Fintech activity in Africa on the rise
Africa’s fragmented markets and lack of legacy foreign exchange trading infrastructure means that the continent has become a melting pot of fintech activity and innovation, says Standard Bank financial markets digital head Tim Hutchinson.
The evolution to electronic foreign currency trading in Africa, while slow to start, is gaining traction, he adds.
In South Africa, five years ago, almost 90% of foreign currency trades were conducted by telephone; however, despite challenges around illiquidity and complicated political and capital control environments, about 75% of trades are now conducted digitally, with a mere 25% conducted by telephone.
With 57.6% of the world’s 174-million active registered mobile money accounts in sub-Saharan Africa, the continent is becoming a world leader in fintech, generally, and in mobile money in particular.
As African citizens and businesspeople transact globally, Africa’s highly developed fintech culture is not only deepening on the continent, but is also migrating out of Africa.
The foreign exchange flows that Africa’s expanding fintech culture supports are important to the continent’s financial services providers, most of which are developing fintech capabilities or partnering with effective homegrown African fintech providers to ensure they capture this flow.

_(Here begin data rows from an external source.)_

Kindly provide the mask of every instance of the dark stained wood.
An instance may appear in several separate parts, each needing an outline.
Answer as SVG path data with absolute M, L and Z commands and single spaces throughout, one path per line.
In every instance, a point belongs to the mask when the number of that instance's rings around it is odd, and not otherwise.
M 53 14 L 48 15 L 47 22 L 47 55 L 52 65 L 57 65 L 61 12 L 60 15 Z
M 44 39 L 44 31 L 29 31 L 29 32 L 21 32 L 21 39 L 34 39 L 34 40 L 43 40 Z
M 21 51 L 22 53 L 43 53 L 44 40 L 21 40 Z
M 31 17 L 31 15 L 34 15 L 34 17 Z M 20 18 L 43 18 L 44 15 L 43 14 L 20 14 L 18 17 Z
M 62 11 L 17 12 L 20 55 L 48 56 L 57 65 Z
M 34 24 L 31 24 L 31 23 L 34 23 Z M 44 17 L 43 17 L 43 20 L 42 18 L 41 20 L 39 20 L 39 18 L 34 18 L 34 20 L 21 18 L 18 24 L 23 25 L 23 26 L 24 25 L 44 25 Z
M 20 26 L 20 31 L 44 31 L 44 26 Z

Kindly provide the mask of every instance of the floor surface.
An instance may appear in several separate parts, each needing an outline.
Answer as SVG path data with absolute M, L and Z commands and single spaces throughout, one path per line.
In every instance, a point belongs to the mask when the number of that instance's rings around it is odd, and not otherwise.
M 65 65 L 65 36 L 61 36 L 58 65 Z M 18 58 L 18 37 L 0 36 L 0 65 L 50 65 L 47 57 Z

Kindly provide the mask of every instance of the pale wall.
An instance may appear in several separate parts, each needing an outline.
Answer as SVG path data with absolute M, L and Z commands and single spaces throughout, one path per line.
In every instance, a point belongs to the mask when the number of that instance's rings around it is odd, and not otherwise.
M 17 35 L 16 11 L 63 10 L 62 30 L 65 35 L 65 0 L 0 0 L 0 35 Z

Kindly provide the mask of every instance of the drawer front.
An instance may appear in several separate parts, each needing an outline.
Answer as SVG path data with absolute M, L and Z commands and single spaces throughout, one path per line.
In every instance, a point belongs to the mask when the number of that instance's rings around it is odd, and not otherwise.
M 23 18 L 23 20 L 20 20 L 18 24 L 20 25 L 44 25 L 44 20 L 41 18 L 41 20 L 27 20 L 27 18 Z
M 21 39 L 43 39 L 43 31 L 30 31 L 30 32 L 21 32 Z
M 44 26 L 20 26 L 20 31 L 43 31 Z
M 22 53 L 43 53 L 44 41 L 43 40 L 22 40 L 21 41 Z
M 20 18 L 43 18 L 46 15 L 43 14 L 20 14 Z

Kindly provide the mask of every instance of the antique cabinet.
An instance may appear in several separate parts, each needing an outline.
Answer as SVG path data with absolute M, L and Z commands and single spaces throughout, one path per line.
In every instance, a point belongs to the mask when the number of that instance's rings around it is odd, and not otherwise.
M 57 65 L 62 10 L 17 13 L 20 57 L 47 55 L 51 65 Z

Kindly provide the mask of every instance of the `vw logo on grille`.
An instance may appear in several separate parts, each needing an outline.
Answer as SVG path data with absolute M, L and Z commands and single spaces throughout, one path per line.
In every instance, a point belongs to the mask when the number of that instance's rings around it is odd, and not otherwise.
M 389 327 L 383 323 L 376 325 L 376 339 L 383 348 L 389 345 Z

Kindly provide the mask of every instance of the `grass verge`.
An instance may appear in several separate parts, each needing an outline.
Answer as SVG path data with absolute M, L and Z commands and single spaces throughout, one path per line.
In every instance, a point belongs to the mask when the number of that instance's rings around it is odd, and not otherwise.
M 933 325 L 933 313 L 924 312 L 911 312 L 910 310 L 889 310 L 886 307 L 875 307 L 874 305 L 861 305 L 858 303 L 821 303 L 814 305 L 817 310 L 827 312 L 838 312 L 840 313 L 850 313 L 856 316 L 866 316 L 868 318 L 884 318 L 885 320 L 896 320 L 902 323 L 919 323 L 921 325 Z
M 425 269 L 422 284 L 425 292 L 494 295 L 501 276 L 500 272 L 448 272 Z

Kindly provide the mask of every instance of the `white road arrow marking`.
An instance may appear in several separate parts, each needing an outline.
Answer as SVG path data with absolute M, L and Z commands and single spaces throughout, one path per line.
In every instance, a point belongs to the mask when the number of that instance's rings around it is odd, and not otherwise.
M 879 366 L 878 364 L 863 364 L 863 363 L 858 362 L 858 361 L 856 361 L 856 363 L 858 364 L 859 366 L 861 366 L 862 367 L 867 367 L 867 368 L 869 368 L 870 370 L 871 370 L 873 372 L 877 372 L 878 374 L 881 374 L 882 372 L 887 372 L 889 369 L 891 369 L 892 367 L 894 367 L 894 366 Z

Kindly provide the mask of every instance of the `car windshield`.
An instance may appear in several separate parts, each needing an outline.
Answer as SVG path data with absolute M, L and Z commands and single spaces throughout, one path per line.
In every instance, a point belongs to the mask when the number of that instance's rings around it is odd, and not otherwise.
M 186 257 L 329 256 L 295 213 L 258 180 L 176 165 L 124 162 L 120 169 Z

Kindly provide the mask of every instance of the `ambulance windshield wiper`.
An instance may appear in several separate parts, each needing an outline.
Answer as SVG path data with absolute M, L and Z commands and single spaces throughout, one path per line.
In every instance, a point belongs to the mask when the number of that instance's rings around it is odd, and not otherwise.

Standard Bank has been an integral part of driving this rapid evolution to digital in Africa’s foreign exchange trading landscape.

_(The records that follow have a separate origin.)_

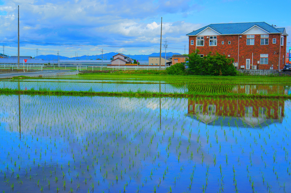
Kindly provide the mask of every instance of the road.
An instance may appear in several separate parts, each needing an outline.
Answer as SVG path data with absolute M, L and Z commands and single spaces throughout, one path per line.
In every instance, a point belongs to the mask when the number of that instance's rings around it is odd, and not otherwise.
M 72 73 L 74 74 L 79 74 L 78 71 L 72 72 L 72 70 L 43 70 L 30 72 L 19 72 L 6 74 L 0 74 L 0 79 L 7 78 L 14 76 L 25 76 L 31 77 L 37 77 L 40 76 L 57 76 L 71 75 Z

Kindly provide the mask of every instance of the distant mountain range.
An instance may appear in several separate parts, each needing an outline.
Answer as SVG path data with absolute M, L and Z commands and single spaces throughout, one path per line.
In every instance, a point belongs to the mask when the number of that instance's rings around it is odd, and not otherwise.
M 115 55 L 116 55 L 118 53 L 118 52 L 110 52 L 106 53 L 103 54 L 103 59 L 104 60 L 110 60 L 112 57 Z M 178 53 L 173 53 L 173 52 L 169 52 L 167 53 L 166 56 L 171 56 L 174 54 L 180 54 Z M 140 55 L 131 55 L 130 56 L 127 54 L 123 54 L 125 56 L 130 57 L 133 59 L 135 59 L 137 60 L 140 61 L 146 60 L 147 61 L 148 60 L 149 56 L 159 56 L 159 53 L 153 53 L 148 55 L 145 55 L 144 54 L 141 54 Z M 162 53 L 162 57 L 165 57 L 165 53 Z M 87 56 L 84 55 L 80 56 L 77 57 L 72 57 L 69 58 L 69 57 L 66 57 L 65 56 L 59 56 L 59 59 L 60 60 L 76 60 L 79 59 L 79 60 L 96 60 L 99 59 L 102 59 L 102 54 L 100 55 L 95 55 L 93 56 Z M 36 57 L 35 58 L 37 58 Z M 38 58 L 43 59 L 45 60 L 57 60 L 58 56 L 56 55 L 40 55 L 38 56 Z

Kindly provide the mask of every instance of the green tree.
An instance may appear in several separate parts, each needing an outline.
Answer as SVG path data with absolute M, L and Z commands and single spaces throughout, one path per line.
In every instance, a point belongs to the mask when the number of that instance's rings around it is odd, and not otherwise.
M 182 63 L 176 63 L 166 69 L 168 74 L 183 75 L 185 74 L 185 66 Z
M 134 60 L 133 60 L 133 63 L 134 64 L 137 64 L 137 61 L 136 61 L 136 60 L 135 59 L 134 59 Z M 139 65 L 139 63 L 138 64 L 138 65 Z
M 235 76 L 237 71 L 233 64 L 233 58 L 228 58 L 225 55 L 211 52 L 203 58 L 198 55 L 199 51 L 189 55 L 189 69 L 196 75 Z

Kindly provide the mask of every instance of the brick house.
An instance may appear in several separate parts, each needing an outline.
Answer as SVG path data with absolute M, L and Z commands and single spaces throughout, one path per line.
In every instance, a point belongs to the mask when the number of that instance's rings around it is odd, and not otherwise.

“To function as an effective market maker, we need to source liquidity in market. We also need to instantly formulate risk-based pricing in an ever-changing world. Thereafter, we need to distribute price,” explains Hutchinson.
In Africa, this requires developing solutions that allow retail, corporate and institutional customers to access foreign exchange markets across multiple jurisdictions.
Simultaneously, in most markets it is also necessary to show central banks what is happening.
“All transactions need to be transparent and electronically traceable, so that local authorities are prepared to approve digital trades,” notes Hutchinson.
He adds that banks are not only expected to provide the systems and networks to facilitate basic transactions, but are also required to provide insight and guidance beyond pure execution, by offering additional value-based services across research, hedging and settlement capability.
Currency research, for example, is increasingly a big client requirement.
Additionally, banks are increasingly required to inform and guide clients through the broader economic, legal and political landscapes in which transactions occur.
“It is not enough just to execute trades, but equally important that banks advise and inform the broader universe in which trades happen,” Hutchinson points out.